Ann Kenton

Characterization of the Nicotiana tabacum L. genome by molecular cytogenetics

Nicotiana tabacum (2n=48) is a natural amphidiploid with component genomes S and T. We used non-radioactive in situ hybridization to provide physical chromosome markers for N. tabacum, and to determine the extant species most similar to the S and T genomes. Chromosomes of the S genome hybridized strongly to biotinylated total DNA from N. sylvestris, and showed the same physical localization of a tandemly repeated DNA sequence, HRS 60.1, confirming the close relationship between the S genome and N. sylvesfris. Results of dot blot and in situ hybridizations of N. tabacum DNA to biotinylated total genomic DNA from N. tomentosiformis and N. otophora suggested that the T genome may derive from an introgressive hybrid between these two species. Moreover, a comparison of nucleolus-organizing chromosomes revealed that the nucleolus organizer region (NOR) most strongly expressed in N. tabacum had a very similar counterpart in N. otophora.
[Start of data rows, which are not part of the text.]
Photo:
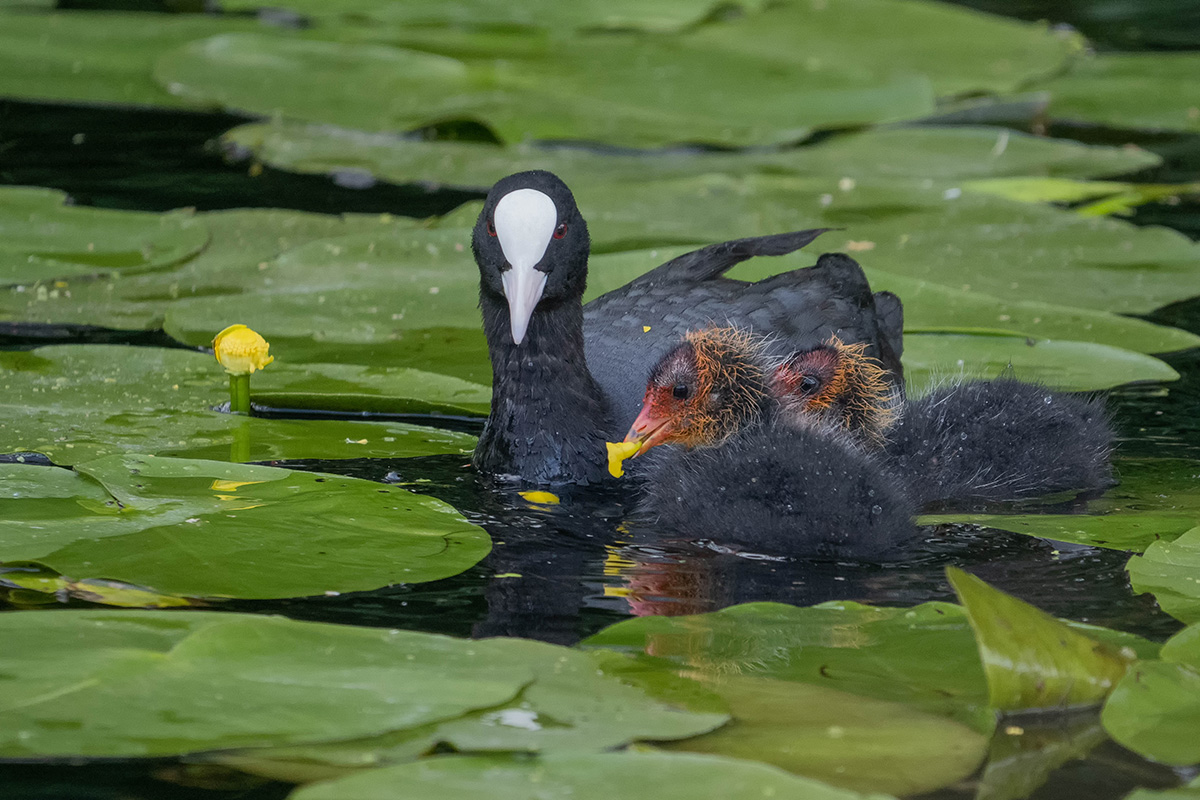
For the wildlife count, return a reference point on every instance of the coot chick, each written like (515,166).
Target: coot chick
(742,476)
(565,378)
(1001,439)
(973,440)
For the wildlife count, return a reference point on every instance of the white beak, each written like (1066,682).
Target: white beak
(525,223)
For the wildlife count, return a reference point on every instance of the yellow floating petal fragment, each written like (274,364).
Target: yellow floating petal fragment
(541,498)
(618,451)
(241,350)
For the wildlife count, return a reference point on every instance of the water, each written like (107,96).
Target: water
(577,563)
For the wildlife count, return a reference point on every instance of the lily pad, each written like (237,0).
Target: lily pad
(161,683)
(1156,709)
(96,58)
(847,740)
(1156,500)
(657,14)
(654,776)
(877,653)
(42,238)
(586,88)
(1068,366)
(1032,660)
(211,529)
(78,402)
(1171,571)
(924,152)
(579,702)
(935,308)
(1110,89)
(961,50)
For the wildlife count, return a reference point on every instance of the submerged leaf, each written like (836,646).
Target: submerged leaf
(1156,709)
(631,776)
(1171,571)
(1032,660)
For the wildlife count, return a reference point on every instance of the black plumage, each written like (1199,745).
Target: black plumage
(576,377)
(780,491)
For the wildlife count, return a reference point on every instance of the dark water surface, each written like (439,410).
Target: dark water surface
(579,567)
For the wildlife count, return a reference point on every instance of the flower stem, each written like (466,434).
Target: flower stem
(239,394)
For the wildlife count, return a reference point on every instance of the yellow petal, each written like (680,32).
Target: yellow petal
(540,498)
(618,451)
(241,350)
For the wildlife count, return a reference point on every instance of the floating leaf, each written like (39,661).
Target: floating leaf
(1067,366)
(1032,660)
(1156,709)
(622,14)
(1156,499)
(849,740)
(161,683)
(1110,89)
(1171,571)
(210,529)
(42,238)
(586,88)
(77,56)
(579,702)
(634,776)
(78,402)
(924,152)
(35,578)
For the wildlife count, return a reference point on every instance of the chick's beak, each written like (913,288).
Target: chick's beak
(649,428)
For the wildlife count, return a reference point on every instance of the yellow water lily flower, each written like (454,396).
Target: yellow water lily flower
(241,350)
(618,451)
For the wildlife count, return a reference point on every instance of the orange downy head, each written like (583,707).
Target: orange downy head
(837,384)
(702,391)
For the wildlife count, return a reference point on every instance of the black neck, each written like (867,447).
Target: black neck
(550,417)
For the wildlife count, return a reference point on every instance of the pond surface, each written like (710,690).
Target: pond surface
(562,573)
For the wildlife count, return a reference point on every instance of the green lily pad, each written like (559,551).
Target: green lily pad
(42,238)
(1171,571)
(586,88)
(923,152)
(1156,709)
(78,402)
(658,776)
(211,529)
(579,702)
(877,653)
(1024,756)
(961,50)
(41,581)
(162,683)
(1110,89)
(828,691)
(1032,660)
(657,16)
(847,740)
(1156,500)
(1068,366)
(96,58)
(934,308)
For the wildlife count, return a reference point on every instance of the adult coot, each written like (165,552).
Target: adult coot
(567,377)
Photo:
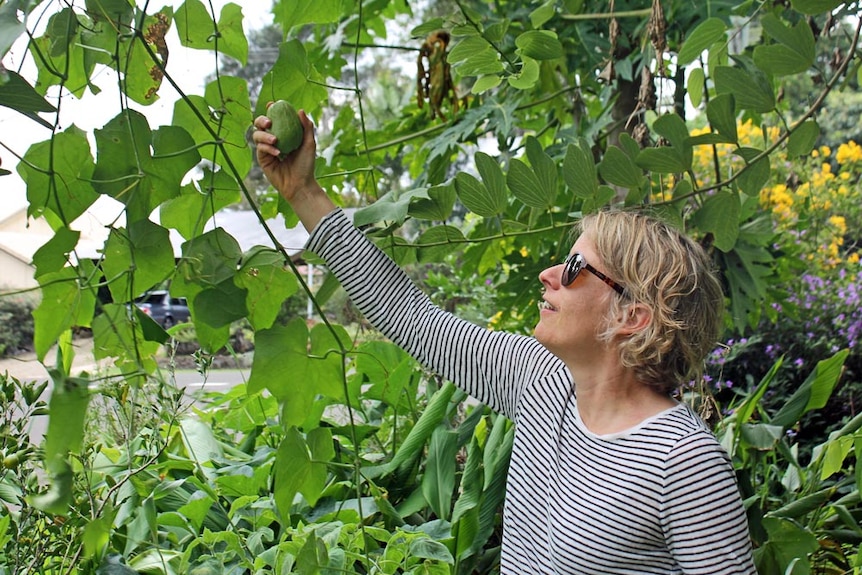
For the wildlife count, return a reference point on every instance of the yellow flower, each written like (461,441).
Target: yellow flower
(839,223)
Three different N. tabacum genotypes each had up to 9 homozygous translocations between chromosomes of the S and T genomes. Such translocations, which were either unilateral or reciprocal, demonstrate that intergenomic transfer of DNA has occurred in the amphidiploid, possibly accounting for some results of previous genetic and molecular analyses. Molecular cytogenetics of N. tabacum has identified new chromosome markers, providing a basis for physical gene mapping and showing that the amphidiploid genome has diverged structurally from its ancestral components.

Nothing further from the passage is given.